Performers Fanny Alvarez, Sarah Cosset, Océane Pelpel and Fanny Sintés undertake rope, Chinese mast, tightrope and tumbling. And they bring all the stage props toghether while performing. Either together or alone.

Accompanied by a pulsating soundtrack or the performers own grunts, it’s both funny and fascinating.

And they manage to produce some stunning scenes, including for the finale where everything seems to be teetering on the brink.
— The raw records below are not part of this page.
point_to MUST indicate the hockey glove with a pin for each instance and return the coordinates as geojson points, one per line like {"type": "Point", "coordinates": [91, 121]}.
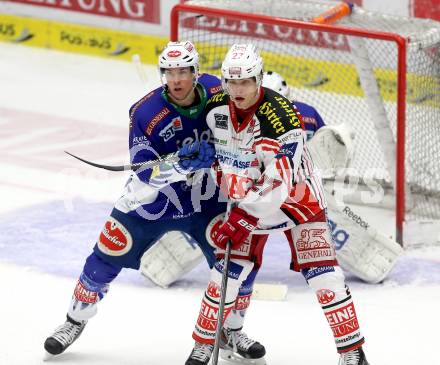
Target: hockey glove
{"type": "Point", "coordinates": [195, 156]}
{"type": "Point", "coordinates": [237, 228]}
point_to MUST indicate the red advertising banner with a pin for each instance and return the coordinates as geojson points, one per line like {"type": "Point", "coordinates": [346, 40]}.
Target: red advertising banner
{"type": "Point", "coordinates": [141, 10]}
{"type": "Point", "coordinates": [426, 9]}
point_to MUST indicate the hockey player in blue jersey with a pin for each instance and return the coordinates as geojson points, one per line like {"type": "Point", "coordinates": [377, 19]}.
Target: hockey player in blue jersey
{"type": "Point", "coordinates": [169, 197]}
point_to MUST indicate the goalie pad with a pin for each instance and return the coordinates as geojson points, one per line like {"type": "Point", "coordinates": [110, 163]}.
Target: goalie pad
{"type": "Point", "coordinates": [360, 248]}
{"type": "Point", "coordinates": [332, 148]}
{"type": "Point", "coordinates": [172, 256]}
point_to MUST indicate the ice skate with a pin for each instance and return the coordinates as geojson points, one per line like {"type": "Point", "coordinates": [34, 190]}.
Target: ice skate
{"type": "Point", "coordinates": [200, 355]}
{"type": "Point", "coordinates": [354, 357]}
{"type": "Point", "coordinates": [64, 336]}
{"type": "Point", "coordinates": [237, 347]}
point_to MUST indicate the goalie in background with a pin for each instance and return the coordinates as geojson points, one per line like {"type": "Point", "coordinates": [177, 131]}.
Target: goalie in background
{"type": "Point", "coordinates": [166, 121]}
{"type": "Point", "coordinates": [360, 249]}
{"type": "Point", "coordinates": [264, 167]}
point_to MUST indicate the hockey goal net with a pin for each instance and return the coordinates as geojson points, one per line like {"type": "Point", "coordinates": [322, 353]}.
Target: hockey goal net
{"type": "Point", "coordinates": [378, 73]}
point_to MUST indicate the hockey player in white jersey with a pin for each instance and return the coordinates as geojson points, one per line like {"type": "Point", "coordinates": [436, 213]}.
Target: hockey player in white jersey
{"type": "Point", "coordinates": [360, 248]}
{"type": "Point", "coordinates": [268, 175]}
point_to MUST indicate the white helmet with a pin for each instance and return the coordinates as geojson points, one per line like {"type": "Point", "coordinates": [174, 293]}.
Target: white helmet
{"type": "Point", "coordinates": [179, 54]}
{"type": "Point", "coordinates": [275, 81]}
{"type": "Point", "coordinates": [241, 62]}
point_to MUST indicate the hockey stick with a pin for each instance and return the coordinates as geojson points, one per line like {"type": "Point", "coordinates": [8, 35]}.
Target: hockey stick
{"type": "Point", "coordinates": [170, 158]}
{"type": "Point", "coordinates": [221, 308]}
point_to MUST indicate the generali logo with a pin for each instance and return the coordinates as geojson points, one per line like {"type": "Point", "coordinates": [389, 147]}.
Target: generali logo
{"type": "Point", "coordinates": [273, 32]}
{"type": "Point", "coordinates": [142, 10]}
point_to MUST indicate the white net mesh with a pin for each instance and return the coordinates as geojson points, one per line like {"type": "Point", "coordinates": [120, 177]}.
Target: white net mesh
{"type": "Point", "coordinates": [320, 68]}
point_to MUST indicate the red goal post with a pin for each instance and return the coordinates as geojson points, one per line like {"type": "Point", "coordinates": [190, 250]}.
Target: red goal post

But there’s something alienating and uninspired about the way the festival has chosen to present acts at the Roundhouse. It’s like they’re determined to keep the audience as far away from the performers. Maybe it was for health and safety grounds given how crazy this act is. But the raked seating makes it harder for the peformers to convey the excitement of their work. And it gives the audience incentive to leave before the end of the show.

Take your opera glasses, but The Bekkrell Effect is at Camden Roundhouse until 22 April. Check their website for future dates.

While most of the other events part of CircusFest 2018 have concluded, the Victoria and Albert Museum’s Friday Late on 27 April will be devoted to the art form.